I see myself in Mitski and her album Be the Cowboy as well — but not to the extent that I identify with boygenius. Mitski Miyawaki, despite a fan base that largely believes her music is entirely confessional, isn’t necessarily playing herself on Be the Cowboy. As Jia Tolentino put it in a New Yorker article, Be the Cowboy is more akin to a book of short stories than a diary entry. Mitski’s powerful, astutely emotional lyrics and the parts she chooses to share of her own story complicate the idea that she’s writing vignettes. Couple that with a relatively young fan base that idolizes her and it grows even more complicated.
She writes nuanced songs that on the surface feel like they originate from a universal perspective. First person narration reigns on Be the Cowboy, but the “I” she sings as doesn’t always seem to be Mitski as her true self. “Me and My Husband” might be the best example of this, as Mitski isn’t married. “And I’m the idiot with the painted face / In the corner, taking up space / But when he walks in, I am loved, I am loved,” she sings.
It’s easy to think that Mitski understands what we feel in our moments of alienation. On the stark and dancey single “Nobody,” Mitski sings with urgency, “I’ve been big and small and / Big and small and / Big and small again / And still nobody wants me / Still nobody wants me.” Then she repeats the word “Nobody” over a ’70s dance beat. I’ve felt that sadness and desperation, and I bet Mitski has too, but therein lies the problem. Mitski has explained the lyrics behind this specific song in an interview with the website Genius, but she has stayed relatively quiet about other songs. As the cover, title and much of its marketing suggests, Be the Cowboy is more cinematic than autobiographical. The sadness portrayed on the album is both sweeping and minute — Be the Cowboy could soundtrack your life, but it’s at its best when fiction takes over.

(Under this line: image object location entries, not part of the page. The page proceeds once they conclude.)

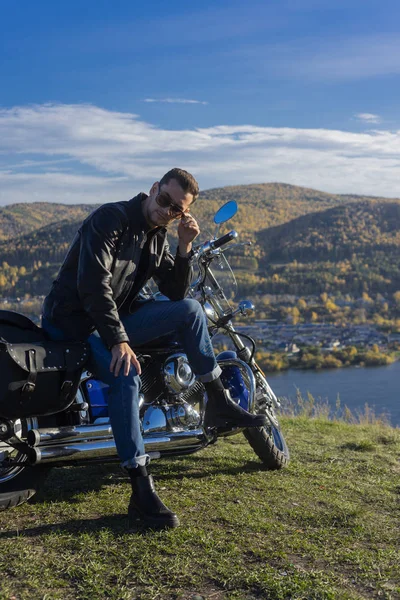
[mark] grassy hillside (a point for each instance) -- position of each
(324, 528)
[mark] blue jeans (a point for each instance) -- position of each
(186, 320)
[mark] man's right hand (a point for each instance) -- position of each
(123, 356)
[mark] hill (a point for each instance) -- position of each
(19, 219)
(307, 241)
(352, 249)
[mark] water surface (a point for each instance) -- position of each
(356, 386)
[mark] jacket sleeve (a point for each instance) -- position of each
(99, 238)
(173, 276)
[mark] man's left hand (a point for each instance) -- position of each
(188, 230)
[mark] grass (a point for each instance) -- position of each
(325, 527)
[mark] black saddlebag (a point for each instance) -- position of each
(37, 377)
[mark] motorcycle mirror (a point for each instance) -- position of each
(226, 212)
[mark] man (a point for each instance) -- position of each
(118, 248)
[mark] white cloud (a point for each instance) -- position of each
(368, 118)
(106, 156)
(175, 100)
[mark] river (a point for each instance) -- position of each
(379, 387)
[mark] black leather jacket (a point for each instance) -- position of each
(98, 272)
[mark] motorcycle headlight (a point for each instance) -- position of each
(210, 312)
(178, 374)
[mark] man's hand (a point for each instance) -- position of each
(188, 230)
(123, 355)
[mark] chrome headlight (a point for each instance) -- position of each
(178, 374)
(210, 313)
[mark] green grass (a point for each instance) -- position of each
(326, 527)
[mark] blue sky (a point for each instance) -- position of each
(99, 98)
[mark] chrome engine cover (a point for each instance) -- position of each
(164, 418)
(178, 374)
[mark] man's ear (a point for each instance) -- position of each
(154, 188)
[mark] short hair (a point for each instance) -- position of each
(185, 180)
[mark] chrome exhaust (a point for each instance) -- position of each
(92, 450)
(50, 435)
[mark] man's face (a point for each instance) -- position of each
(166, 204)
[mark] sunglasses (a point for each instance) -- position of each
(163, 199)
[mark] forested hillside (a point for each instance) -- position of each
(18, 219)
(306, 241)
(350, 249)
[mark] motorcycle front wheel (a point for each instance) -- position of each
(269, 444)
(18, 482)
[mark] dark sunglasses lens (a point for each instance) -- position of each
(163, 201)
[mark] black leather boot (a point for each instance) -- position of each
(146, 511)
(222, 411)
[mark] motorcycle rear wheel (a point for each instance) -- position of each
(269, 444)
(18, 483)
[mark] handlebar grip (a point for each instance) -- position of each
(224, 239)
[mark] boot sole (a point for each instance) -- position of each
(140, 522)
(218, 422)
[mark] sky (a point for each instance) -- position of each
(99, 98)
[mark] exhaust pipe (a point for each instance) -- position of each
(92, 450)
(49, 435)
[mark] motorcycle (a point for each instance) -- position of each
(172, 401)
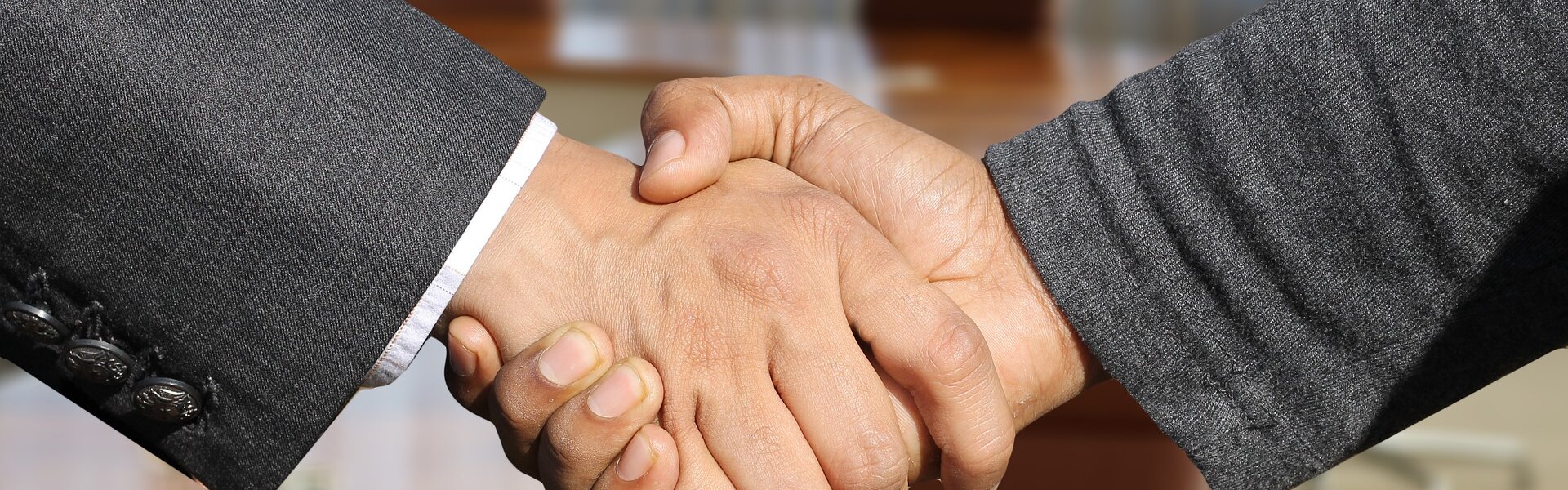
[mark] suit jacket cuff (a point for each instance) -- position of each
(422, 321)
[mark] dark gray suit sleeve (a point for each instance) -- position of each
(1316, 228)
(248, 197)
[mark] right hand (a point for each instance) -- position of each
(744, 302)
(935, 203)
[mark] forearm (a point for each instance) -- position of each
(1314, 228)
(256, 194)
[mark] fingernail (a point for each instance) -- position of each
(666, 146)
(463, 360)
(618, 393)
(637, 459)
(569, 359)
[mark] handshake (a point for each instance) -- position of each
(855, 313)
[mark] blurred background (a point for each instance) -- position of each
(969, 73)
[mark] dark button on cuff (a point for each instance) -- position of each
(167, 401)
(35, 323)
(96, 362)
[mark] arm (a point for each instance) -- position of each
(216, 175)
(1288, 243)
(1313, 229)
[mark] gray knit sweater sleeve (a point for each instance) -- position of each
(1316, 228)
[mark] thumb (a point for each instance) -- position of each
(693, 127)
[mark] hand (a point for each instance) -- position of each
(744, 302)
(935, 203)
(595, 434)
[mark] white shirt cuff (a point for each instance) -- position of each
(422, 321)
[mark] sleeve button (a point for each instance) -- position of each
(167, 401)
(35, 323)
(96, 362)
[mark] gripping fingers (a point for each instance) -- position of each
(472, 365)
(541, 379)
(649, 462)
(582, 439)
(693, 127)
(933, 349)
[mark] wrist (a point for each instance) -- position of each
(560, 207)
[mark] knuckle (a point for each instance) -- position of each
(957, 352)
(518, 408)
(671, 90)
(760, 267)
(985, 454)
(879, 464)
(817, 211)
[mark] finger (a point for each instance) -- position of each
(755, 439)
(933, 349)
(541, 379)
(472, 363)
(693, 127)
(698, 466)
(649, 462)
(843, 408)
(587, 434)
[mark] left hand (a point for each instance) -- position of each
(745, 302)
(935, 203)
(596, 434)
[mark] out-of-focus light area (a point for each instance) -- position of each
(969, 73)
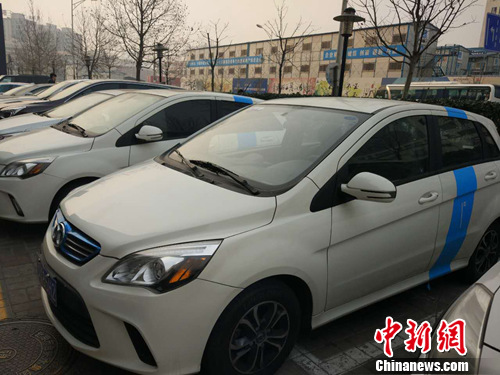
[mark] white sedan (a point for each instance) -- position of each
(277, 219)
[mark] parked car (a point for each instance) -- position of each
(44, 95)
(4, 87)
(75, 91)
(279, 218)
(479, 306)
(25, 90)
(32, 121)
(27, 78)
(38, 169)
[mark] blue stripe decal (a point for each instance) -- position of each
(458, 113)
(242, 99)
(462, 210)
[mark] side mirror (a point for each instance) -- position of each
(149, 133)
(367, 186)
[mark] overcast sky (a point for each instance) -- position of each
(244, 15)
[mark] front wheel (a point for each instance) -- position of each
(256, 332)
(486, 254)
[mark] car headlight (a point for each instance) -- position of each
(164, 268)
(26, 168)
(473, 307)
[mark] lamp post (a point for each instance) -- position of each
(87, 64)
(346, 19)
(159, 52)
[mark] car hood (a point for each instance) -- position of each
(41, 143)
(150, 205)
(25, 123)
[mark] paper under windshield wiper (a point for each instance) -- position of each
(225, 172)
(187, 163)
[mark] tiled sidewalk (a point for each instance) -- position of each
(345, 346)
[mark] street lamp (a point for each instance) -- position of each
(159, 53)
(87, 64)
(346, 19)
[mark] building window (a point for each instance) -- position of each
(371, 40)
(326, 45)
(398, 38)
(395, 65)
(368, 67)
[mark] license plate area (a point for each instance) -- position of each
(48, 283)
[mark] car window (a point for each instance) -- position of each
(180, 120)
(460, 142)
(398, 152)
(490, 146)
(225, 107)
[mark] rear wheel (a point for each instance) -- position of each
(486, 254)
(256, 332)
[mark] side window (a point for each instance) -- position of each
(182, 119)
(398, 152)
(225, 107)
(490, 146)
(460, 141)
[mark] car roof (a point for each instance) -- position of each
(363, 105)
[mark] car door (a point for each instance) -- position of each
(178, 120)
(470, 179)
(374, 246)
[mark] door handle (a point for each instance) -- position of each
(490, 176)
(428, 197)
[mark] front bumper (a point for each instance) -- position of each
(175, 326)
(33, 196)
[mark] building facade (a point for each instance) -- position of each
(249, 67)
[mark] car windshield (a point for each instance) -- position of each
(271, 145)
(70, 90)
(106, 116)
(76, 106)
(55, 89)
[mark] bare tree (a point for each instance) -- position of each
(214, 45)
(36, 52)
(140, 24)
(429, 20)
(284, 41)
(92, 39)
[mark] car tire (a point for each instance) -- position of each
(241, 342)
(486, 254)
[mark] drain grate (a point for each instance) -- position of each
(32, 347)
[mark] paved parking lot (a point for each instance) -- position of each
(345, 346)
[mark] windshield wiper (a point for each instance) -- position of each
(226, 172)
(78, 128)
(186, 162)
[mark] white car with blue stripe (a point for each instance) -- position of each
(39, 168)
(279, 218)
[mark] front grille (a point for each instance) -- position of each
(76, 246)
(72, 313)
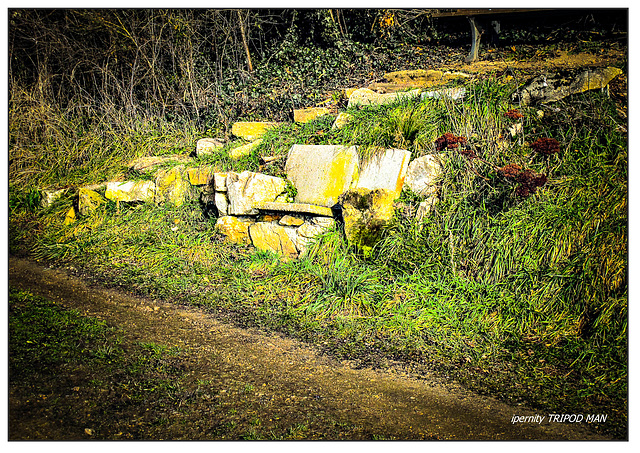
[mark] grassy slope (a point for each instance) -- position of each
(522, 297)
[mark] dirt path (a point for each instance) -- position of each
(290, 379)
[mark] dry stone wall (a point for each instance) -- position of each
(329, 181)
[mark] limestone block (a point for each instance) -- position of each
(172, 187)
(199, 176)
(423, 175)
(251, 130)
(149, 163)
(548, 88)
(342, 119)
(364, 96)
(131, 191)
(315, 227)
(455, 94)
(424, 77)
(48, 196)
(244, 150)
(220, 182)
(206, 146)
(236, 229)
(289, 220)
(221, 202)
(247, 188)
(301, 208)
(273, 237)
(88, 200)
(365, 213)
(309, 114)
(385, 170)
(321, 173)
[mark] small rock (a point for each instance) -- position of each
(275, 238)
(206, 146)
(244, 150)
(246, 188)
(236, 229)
(289, 220)
(365, 213)
(364, 97)
(200, 176)
(424, 174)
(131, 191)
(251, 130)
(308, 114)
(342, 119)
(48, 196)
(88, 201)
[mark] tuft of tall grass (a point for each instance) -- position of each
(53, 146)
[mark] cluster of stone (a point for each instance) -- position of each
(285, 215)
(329, 181)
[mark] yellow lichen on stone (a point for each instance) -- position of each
(199, 176)
(309, 114)
(236, 229)
(88, 200)
(251, 130)
(274, 238)
(244, 150)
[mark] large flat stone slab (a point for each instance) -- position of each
(246, 188)
(385, 170)
(302, 208)
(321, 173)
(363, 97)
(131, 191)
(252, 130)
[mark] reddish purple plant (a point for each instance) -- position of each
(546, 146)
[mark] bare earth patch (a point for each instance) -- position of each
(253, 375)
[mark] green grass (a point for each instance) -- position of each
(521, 297)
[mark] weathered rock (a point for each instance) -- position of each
(220, 182)
(49, 196)
(321, 173)
(301, 208)
(200, 176)
(172, 187)
(421, 78)
(247, 188)
(342, 119)
(150, 163)
(206, 146)
(251, 130)
(364, 97)
(385, 170)
(244, 150)
(455, 94)
(309, 114)
(424, 174)
(289, 220)
(222, 203)
(236, 229)
(310, 230)
(365, 213)
(273, 237)
(88, 201)
(548, 88)
(131, 191)
(425, 207)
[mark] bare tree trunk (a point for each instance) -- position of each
(244, 40)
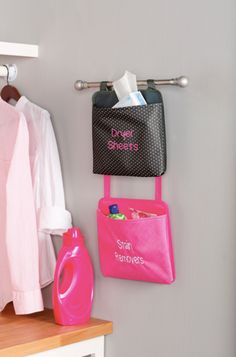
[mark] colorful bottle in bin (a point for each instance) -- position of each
(73, 281)
(115, 213)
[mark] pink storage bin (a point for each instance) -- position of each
(136, 249)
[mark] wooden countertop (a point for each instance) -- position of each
(27, 334)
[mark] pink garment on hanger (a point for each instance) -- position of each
(19, 266)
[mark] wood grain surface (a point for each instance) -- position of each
(22, 335)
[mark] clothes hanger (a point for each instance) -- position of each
(9, 92)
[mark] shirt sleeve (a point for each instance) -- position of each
(21, 228)
(53, 217)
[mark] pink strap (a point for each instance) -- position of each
(107, 187)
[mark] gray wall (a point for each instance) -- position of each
(97, 40)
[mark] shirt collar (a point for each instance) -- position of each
(21, 103)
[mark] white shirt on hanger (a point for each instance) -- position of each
(52, 217)
(19, 268)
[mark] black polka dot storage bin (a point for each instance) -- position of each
(129, 141)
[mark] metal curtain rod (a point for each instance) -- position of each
(181, 81)
(8, 71)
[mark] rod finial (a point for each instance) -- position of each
(80, 85)
(182, 81)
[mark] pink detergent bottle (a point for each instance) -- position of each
(73, 281)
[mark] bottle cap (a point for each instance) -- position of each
(114, 209)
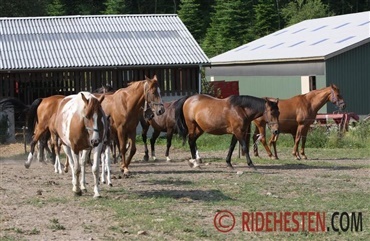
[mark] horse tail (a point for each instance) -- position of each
(32, 116)
(12, 102)
(181, 126)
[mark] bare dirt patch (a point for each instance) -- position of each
(38, 204)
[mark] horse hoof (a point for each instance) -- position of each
(78, 193)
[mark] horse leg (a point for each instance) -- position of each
(144, 136)
(27, 163)
(57, 146)
(272, 142)
(231, 149)
(169, 142)
(304, 136)
(122, 141)
(245, 147)
(193, 150)
(95, 169)
(107, 161)
(296, 138)
(132, 138)
(82, 160)
(152, 143)
(73, 159)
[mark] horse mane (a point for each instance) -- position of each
(247, 101)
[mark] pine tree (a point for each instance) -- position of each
(266, 17)
(300, 10)
(229, 26)
(189, 13)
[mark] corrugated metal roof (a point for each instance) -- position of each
(94, 41)
(313, 39)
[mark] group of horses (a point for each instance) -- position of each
(91, 122)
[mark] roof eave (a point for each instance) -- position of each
(267, 61)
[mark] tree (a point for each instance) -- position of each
(56, 8)
(115, 7)
(228, 27)
(266, 17)
(300, 10)
(190, 15)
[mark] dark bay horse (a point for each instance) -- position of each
(124, 107)
(79, 123)
(163, 123)
(233, 115)
(296, 116)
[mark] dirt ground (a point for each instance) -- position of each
(23, 192)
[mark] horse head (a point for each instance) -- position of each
(271, 115)
(336, 98)
(94, 119)
(153, 98)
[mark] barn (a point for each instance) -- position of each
(309, 55)
(43, 56)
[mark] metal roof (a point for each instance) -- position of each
(315, 39)
(97, 41)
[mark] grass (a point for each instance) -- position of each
(183, 207)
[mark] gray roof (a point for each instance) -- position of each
(315, 39)
(94, 41)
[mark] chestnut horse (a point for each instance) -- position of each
(80, 124)
(163, 123)
(38, 122)
(296, 116)
(233, 115)
(124, 107)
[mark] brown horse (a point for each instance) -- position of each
(296, 116)
(39, 116)
(80, 125)
(163, 123)
(125, 106)
(233, 115)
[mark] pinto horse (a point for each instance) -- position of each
(296, 116)
(233, 115)
(163, 123)
(125, 106)
(80, 125)
(38, 122)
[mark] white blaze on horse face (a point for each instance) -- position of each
(95, 135)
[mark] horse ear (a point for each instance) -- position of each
(101, 98)
(84, 98)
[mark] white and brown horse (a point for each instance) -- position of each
(80, 124)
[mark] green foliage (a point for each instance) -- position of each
(55, 8)
(266, 17)
(297, 11)
(114, 7)
(4, 125)
(228, 27)
(191, 16)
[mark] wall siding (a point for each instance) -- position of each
(350, 71)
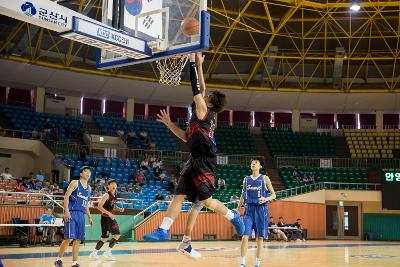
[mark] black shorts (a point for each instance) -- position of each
(197, 179)
(108, 226)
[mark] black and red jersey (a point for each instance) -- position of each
(200, 134)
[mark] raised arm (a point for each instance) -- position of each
(166, 120)
(199, 61)
(198, 95)
(241, 200)
(268, 184)
(87, 210)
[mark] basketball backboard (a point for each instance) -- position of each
(158, 22)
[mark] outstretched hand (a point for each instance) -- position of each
(199, 58)
(164, 118)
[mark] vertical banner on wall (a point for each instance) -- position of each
(222, 160)
(325, 163)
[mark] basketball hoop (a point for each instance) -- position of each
(171, 69)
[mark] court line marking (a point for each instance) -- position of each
(170, 250)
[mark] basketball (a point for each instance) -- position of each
(190, 26)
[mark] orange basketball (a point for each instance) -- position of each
(190, 26)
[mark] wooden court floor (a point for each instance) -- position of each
(302, 254)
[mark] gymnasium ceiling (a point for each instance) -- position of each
(275, 45)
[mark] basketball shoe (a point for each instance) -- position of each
(158, 235)
(237, 223)
(186, 248)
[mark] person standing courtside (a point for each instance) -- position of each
(256, 189)
(76, 202)
(108, 222)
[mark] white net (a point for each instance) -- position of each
(171, 69)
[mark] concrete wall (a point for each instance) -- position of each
(26, 156)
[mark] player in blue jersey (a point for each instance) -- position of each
(76, 201)
(257, 191)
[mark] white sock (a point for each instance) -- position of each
(186, 239)
(229, 215)
(166, 224)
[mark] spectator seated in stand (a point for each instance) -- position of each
(37, 186)
(120, 133)
(39, 176)
(137, 189)
(221, 183)
(159, 196)
(124, 193)
(169, 196)
(144, 136)
(279, 234)
(162, 177)
(296, 174)
(172, 183)
(28, 183)
(6, 174)
(65, 184)
(140, 178)
(48, 218)
(35, 134)
(131, 138)
(144, 165)
(20, 187)
(157, 173)
(302, 235)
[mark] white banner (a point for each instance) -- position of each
(325, 163)
(100, 36)
(222, 160)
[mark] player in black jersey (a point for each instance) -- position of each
(107, 206)
(197, 180)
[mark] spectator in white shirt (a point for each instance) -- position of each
(234, 197)
(6, 174)
(39, 176)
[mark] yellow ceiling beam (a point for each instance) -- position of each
(318, 5)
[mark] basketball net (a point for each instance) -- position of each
(171, 69)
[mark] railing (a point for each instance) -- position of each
(107, 114)
(282, 161)
(15, 103)
(326, 185)
(45, 198)
(276, 125)
(156, 207)
(125, 202)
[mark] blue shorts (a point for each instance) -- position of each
(256, 218)
(75, 228)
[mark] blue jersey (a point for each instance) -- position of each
(79, 199)
(254, 189)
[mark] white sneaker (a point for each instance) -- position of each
(186, 248)
(93, 256)
(108, 255)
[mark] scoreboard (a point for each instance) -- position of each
(391, 189)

Musically, the album is also cinematic. The unease, sadness or happiness might be different if it were just Mitski and her guitar, or even just Mitski and her voice, like on her recent Sirius XM performance of “Nobody.” But more often than not, Mitski isn’t alone like that on Be the Cowboy. “Me and My Husband” begins with a sigh and moves forward with boppy but tentative chords.
On “Old Friends” Mitski writes about two friends — possibly former lovers — meeting for coffee. There’s nothing that directly attaches this song to Mitski other than the first-person lyrics. And yet her simple wording makes the song all the more specific in its speaker’s wants and needs: “I haven’t told anyone / Just like we promised / Have you? / Every time I drive through the city where you’re from / I squeeze a little.” “Me and My Husband” and “Old Friend” are probably the least emotionally wrenching songs on Be the Cowboy, yet Mitski provides padding between herself and the characters she writes about by singing with an affectation or adding in just enough details to make it specific but still vague. These aren’t grand declarations of separation. Instead Mitski quietly defines herself and her characters moment by moment.
Youtube comments and Twitter memes about listening to Mitski and the members of boygenius during a depressive episode obviously have some truth and relatability. Yet focusing on only the sad parts of their music — which encompasses a powerful range of emotions — limits not only the listener, but the artist. Yes, 2018 was a hard year. Yes, Mitski and boygenius have a bunch of overwhelmingly sad songs, but they rose above the labels bestowed on them by defining their music on their own terms— in turn helping me define my year by something other than sadness.